成了背景的那位医生,反光的镜片下,是一双露出了然的眼睛——感情真是麻烦的东西,好在他孑然一身。
这样一场有些糟糕混乱的见面后,柳生英士被邀请去了奥卢卡教授家里做客,手冢则陪和奏留了下来。
当夜幕彻底降临,营地的角落里又新搭建起来一座崭新的帐篷。
黑暗的帐篷中,和奏趴在地铺上,有力的手掌维持着适中的力道在她的肩背按压着,多日的疲惫似乎也随着他手指的动作,从身体中被挤压了出来。
“这样可以吗?”手冢认真感受着掌下有些僵硬的身体,调整着力道。
“嗯,好舒服。”她牵着他的手向下放在腰间:“这里也要按按。

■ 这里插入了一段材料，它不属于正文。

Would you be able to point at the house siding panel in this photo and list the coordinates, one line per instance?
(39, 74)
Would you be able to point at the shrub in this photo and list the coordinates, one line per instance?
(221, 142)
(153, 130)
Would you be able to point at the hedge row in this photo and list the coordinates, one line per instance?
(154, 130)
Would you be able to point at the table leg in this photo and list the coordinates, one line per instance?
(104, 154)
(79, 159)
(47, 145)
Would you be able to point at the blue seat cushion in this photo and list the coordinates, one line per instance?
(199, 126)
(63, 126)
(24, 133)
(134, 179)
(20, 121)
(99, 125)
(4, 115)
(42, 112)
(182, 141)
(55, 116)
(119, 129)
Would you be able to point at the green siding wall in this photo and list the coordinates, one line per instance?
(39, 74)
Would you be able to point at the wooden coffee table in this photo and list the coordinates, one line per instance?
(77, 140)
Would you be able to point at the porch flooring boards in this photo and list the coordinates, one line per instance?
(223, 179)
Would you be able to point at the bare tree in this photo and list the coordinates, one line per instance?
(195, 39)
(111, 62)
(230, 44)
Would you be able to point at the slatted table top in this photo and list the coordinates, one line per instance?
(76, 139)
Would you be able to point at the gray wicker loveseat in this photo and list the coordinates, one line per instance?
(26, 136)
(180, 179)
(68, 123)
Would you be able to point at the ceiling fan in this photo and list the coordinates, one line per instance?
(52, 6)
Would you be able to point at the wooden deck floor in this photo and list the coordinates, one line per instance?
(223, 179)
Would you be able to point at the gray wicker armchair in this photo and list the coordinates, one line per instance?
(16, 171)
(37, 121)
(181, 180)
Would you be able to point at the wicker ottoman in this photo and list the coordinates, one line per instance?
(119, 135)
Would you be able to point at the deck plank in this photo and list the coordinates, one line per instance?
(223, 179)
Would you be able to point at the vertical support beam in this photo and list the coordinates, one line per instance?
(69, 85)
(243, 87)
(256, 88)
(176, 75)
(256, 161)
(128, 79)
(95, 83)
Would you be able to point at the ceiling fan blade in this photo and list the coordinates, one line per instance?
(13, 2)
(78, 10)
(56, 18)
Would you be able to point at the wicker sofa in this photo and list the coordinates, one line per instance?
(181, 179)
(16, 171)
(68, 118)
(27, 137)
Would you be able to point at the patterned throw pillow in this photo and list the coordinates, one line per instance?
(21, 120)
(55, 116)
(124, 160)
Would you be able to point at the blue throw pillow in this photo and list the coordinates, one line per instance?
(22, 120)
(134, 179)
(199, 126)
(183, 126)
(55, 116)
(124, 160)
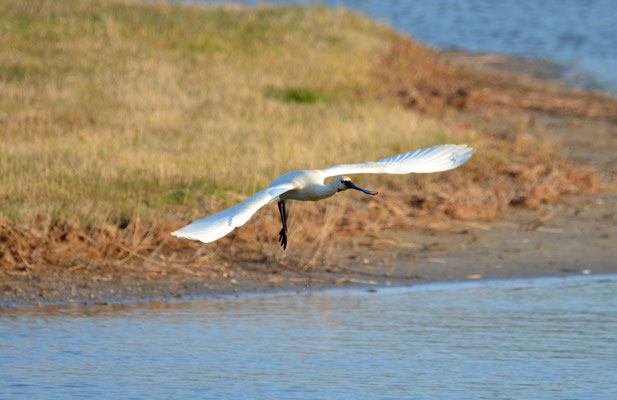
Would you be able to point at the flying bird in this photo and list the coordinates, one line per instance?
(309, 185)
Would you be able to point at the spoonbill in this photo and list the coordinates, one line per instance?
(309, 185)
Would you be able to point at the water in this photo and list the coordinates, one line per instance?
(547, 338)
(581, 34)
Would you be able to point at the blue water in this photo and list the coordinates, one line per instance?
(581, 34)
(524, 339)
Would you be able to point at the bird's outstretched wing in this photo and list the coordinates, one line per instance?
(431, 159)
(220, 224)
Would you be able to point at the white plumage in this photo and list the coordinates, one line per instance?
(308, 185)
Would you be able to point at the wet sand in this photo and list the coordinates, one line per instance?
(559, 240)
(577, 235)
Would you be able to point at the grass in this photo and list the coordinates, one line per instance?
(116, 111)
(115, 108)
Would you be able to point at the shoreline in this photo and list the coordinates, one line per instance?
(517, 247)
(535, 216)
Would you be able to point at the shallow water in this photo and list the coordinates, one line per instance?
(542, 338)
(580, 34)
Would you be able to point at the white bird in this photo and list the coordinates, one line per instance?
(308, 185)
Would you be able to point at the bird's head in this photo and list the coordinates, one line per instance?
(344, 183)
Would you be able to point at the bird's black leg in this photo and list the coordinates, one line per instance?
(283, 232)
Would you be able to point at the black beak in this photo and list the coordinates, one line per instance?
(351, 185)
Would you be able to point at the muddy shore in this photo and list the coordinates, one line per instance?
(574, 235)
(560, 240)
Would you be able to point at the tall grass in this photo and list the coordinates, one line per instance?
(122, 120)
(114, 109)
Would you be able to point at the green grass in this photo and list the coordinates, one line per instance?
(113, 109)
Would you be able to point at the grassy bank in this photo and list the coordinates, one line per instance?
(122, 120)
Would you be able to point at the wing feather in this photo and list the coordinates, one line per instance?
(217, 225)
(431, 159)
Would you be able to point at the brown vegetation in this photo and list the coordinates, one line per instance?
(134, 122)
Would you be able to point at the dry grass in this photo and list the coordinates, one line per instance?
(120, 121)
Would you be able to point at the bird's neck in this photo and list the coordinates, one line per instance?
(328, 190)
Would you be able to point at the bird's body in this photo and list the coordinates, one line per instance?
(309, 185)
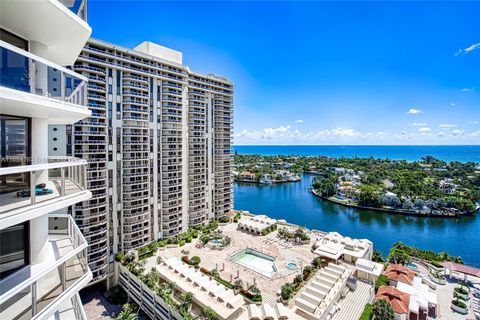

”
手冢轻笑,遵从她的指令,在她腰间揉捏着。
“唔——”
和奏的腰间突然颤抖了一下,失控地发出一声短促的吸气声,又猛地止住。
黑暗中,手冢忽然反应过来,他指尖停留的地方,是她腰侧最敏感的区域……
他曾反复流连,引得她颤栗不已。
帐篷中的空气忽然变得有些异样。
感受着她重新变得僵硬的身体,手冢拇指在那块软肉上画圈揉按着,力道放得很轻。
和奏呼吸变得沉重,她脚背蹭着粗糙的毛毯,喃喃唤他的名字:“国光……”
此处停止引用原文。